3. Ação anulatória incidental

No caso de ação anulatória, entendemos que se o executado não opôs os embargos, cabe efeito suspensivo do processo de execução e, por conseguinte, há litispendência entre o processo de execução e a ação anulatória que tem caráter incidental. Além de se atender ao princípio do contraditório é providência que atende à economia processual.

Theotônio Negrão ensina que inexistindo sentença, decisão terminativa no processo de execução, a forma de rescindir o título executivo após o prazo embargável é a prevista no art. 486. A ação anulatória, prevista no art. 486 do Código Processual, dá ao autor (devedor) a possibilidade de alegar toda a matéria que poderia ter aduzido nos embargos.

Art. 486. Os atos judiciais, que não dependem de sentença, ou em que esta for meramente homologatória, podem ser rescindidos, como os atos jurídicos em geral, nos termos da lei civil.

Essa tese tem respaldo na Jurisprudência do STJ (Resp 9.401-0, 08/09/93; Ag 8.089-=SP-AgRg, 23/04/91):

EMENTA

Inocorre preclusão, e portanto a validade e eficácia do tÍtulo executivo extrajudicial podem ser objeto de posterior ação de conhecimento, quando na execução não forem opostos embargos do devedor, e igualmente quando tais embargos, embora opostos, não foram recebidos ou apreciados em seu mérito.
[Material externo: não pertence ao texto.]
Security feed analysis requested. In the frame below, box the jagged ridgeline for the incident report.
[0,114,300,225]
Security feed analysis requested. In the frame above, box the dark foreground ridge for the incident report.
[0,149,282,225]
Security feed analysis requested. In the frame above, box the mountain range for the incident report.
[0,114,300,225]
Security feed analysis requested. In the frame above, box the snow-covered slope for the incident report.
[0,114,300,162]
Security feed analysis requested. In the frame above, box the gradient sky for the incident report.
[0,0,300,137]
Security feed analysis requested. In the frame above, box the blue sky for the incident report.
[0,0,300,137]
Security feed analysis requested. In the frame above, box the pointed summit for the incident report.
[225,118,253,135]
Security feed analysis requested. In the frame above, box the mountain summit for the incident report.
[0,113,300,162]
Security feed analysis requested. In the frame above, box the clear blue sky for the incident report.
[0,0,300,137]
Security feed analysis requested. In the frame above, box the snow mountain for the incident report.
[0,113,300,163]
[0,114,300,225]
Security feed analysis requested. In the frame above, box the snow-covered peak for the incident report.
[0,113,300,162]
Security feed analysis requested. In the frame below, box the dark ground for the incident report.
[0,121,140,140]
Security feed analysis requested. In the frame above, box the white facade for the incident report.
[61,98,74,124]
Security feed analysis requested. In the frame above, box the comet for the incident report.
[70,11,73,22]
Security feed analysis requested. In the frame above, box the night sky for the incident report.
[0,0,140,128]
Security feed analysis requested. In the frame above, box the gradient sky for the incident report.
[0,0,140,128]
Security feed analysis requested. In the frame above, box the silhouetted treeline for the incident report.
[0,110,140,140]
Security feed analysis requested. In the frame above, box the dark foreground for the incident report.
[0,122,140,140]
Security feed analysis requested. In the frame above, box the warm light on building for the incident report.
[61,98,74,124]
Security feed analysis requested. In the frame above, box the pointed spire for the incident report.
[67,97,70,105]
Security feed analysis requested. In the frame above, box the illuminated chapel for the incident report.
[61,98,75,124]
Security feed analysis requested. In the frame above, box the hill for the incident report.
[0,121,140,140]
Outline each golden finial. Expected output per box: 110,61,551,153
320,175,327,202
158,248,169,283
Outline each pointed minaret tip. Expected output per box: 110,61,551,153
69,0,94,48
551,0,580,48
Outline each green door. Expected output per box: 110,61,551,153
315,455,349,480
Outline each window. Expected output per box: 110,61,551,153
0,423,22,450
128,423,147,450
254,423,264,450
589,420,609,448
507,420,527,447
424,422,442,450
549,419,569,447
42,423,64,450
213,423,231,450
Inexistência de coisa julgada material, e da imutabilidade dela decorrente.

Agravo regimental rejeitado.

 

 

 

Colacionamos jurisprudência (RESP 279.684) que demonstra a competência do juízo da execução para julgar a ação anulatória:

"Processual Civil. Ação Anulatória de Débito Fiscal. Execução Fiscal.

Conexão. Continência. Reunião dos Processos. CPC, artigos 102, 103,

105, 106 e 585, § 1º. Lei 6.830/80 art. 38. Súmula 112/STJ.

1. Concomitantes as ações anulatórias e de execução fiscal, seja à

força da conexão ou da continência, devem ser reunidas para

apreciação simultânea, evitando-se composições judiciais

contraditórias. A direção única do processo é via favorecedora.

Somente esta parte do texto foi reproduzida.